Speaking slowly but in a clear and strong voice, the emperor devoted most of his speech to thanking people for their sacrifices and hard work. “I can never forget there were firefighters and others who lost their lives because they rescued others and ensured safety, even as they knew their own lives were in danger,” said the 78-year-old emperor, facing the altar on the stage adorned with white chrysanthemums shipped in from Tohoku.

Standing next to him was Empress Michiko, wearing a black kimono, the most formal attire for the Japanese people. “I would like to express my deep gratitude to people who toiled for the victims and for the disaster-hit areas; to people who have worked to cope with the nuclear accident.”

Leading proceedings was Prime Minister Yoshihiko Noda, who spent the day in Tokyo. “This is not only a day of mourning, but a day to renew our resolve to rebuild,” he said. Mr.
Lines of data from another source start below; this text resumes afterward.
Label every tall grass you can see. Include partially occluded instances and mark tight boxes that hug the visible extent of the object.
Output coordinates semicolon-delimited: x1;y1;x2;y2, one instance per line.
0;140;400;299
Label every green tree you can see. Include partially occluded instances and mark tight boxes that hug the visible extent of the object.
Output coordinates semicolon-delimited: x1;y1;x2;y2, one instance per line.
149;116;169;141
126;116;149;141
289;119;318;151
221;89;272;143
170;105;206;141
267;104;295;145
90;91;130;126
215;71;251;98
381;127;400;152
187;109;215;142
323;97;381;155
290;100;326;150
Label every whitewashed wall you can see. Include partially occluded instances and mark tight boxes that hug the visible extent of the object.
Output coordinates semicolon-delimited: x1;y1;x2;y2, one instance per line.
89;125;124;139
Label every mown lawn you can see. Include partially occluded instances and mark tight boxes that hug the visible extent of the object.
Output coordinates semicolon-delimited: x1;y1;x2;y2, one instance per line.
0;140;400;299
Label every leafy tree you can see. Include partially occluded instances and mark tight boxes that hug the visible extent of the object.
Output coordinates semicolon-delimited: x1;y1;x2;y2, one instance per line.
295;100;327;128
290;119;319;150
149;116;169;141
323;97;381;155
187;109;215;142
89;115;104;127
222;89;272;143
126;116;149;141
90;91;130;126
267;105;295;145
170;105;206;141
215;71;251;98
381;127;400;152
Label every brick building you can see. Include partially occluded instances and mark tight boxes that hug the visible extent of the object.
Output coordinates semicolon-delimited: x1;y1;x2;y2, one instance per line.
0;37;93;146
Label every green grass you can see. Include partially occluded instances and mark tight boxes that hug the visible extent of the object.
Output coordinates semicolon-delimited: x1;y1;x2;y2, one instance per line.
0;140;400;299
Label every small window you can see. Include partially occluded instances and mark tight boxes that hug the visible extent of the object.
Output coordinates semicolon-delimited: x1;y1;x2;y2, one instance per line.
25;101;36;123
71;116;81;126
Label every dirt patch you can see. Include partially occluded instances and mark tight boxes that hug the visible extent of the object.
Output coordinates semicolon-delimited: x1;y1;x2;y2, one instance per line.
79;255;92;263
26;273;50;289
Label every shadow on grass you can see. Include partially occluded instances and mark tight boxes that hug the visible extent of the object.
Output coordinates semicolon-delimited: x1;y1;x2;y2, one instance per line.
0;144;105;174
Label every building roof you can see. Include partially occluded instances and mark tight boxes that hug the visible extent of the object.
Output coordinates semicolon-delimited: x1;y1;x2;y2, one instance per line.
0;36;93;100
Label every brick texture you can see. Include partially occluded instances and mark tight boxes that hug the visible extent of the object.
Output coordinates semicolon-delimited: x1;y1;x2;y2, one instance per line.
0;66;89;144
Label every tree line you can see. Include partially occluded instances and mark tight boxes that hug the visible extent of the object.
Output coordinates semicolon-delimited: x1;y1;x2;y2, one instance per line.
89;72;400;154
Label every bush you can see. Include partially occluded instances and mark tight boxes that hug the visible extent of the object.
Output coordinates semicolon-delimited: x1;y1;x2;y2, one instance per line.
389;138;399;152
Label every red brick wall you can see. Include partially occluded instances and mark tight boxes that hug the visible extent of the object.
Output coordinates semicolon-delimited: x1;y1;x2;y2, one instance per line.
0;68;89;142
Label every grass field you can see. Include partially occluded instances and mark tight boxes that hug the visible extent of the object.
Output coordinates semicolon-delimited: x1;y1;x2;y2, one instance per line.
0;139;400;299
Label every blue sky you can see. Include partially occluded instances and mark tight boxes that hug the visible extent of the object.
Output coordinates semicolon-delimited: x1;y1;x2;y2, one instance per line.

Noda, who was finance minister at the time of the disaster, was promoted to the premiership in September after his predecessor, Naoto Kan, lost popular support amid criticism over the government’s handling of disaster relief and the nuclear accident.

Among the tens of thousands of protesters who gathered in Tokyo, some headed to the parliament building in Nagatacho to form a human chain around it in the early evening. Some held candles, shouting out their opposition to the restarting of nuclear reactors that were shut down after the Fukushima accident. “Give back Fukushima!” they shouted. “Protect our children’s future!”